Supported by The National Science Foundation of China (in part), No. 30973476 and No. 812727
Correspondence to: Naofumi Mukaida, MD, PhD, Professor, Division of Molecular Bioregulation, Cancer Microenvironment Research Program, Cancer Research Institute, Kanazawa University, Kakuma-machi, Kanazawa 920-1192, Japan. mukaida@staff.kanazawa-u.ac.jp
Telephone: +81-76-2646735 Fax: +81-76-2344520
Received: October 25, 2013
Revised: January 22, 2014
Accepted: March 8, 2014
Published online: July 28, 2014
Processing time: 273 Days and 20.3 Hours
Abstract

Pim-3 is a member of the provirus integration site for Moloney murine leukemia virus (Pim) family proteins that exhibit serine/threonine kinase activity. Similar to the other Pim kinases (Pim-1 and Pim-2), Pim-3 is involved in many cellular processes, including cell proliferation, survival, and protein synthesis. Although Pim-3 is expressed in normal vital organs, it is overexpressed particularly in tumor tissues of endoderm-derived organs, including the liver, pancreas, and colon. Silencing of Pim-3 expression can retard in vitro cell proliferation of hepatocellular, pancreatic, and colon carcinoma cell lines by promoting cell apoptosis. Pim-3 lacks the regulatory domains similarly as Pim-1 and Pim-2 lack, and therefore, Pim-3 can exhibit its kinase activity once it is expressed. Pim-3 expression is regulated at transcriptional and post-transcriptional levels by transcription factors (e.g., Ets-1) and post-translational modifiers (e.g., translationally-controlled tumor protein), respectively. Pim-3 could promote growth and angiogenesis of human pancreatic cancer cells in vivo in an orthotopic nude mouse model. Furthermore, a Pim-3 kinase inhibitor inhibited cell proliferation when human pancreatic cancer cells were injected into nude mice, without inducing any major adverse effects. Thus, Pim-3 kinase may serve as a novel molecular target for developing targeting drugs against pancreatic and other types of cancer.

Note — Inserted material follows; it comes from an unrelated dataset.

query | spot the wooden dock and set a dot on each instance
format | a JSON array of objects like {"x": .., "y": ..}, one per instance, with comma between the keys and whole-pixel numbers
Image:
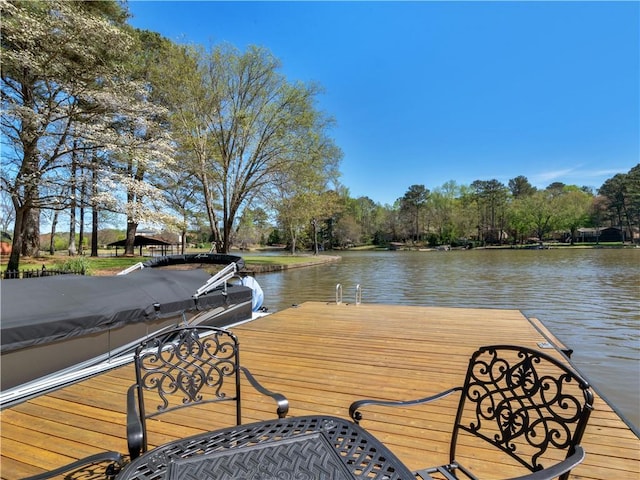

Keywords: Serine/threonine kinase; Pancreatic cancer; Ets-1; Translationally controlled tumor protein; c-Myc; Vascular endothelium growth factor; Apoptosis; Cell cycle

Core tip: The present review describes the current knowledge on the roles of Pim-3 in pancreatic cancer development and progression, and provides the possibility for Pim-3 as a therapeutic target in human pancreatic cancer.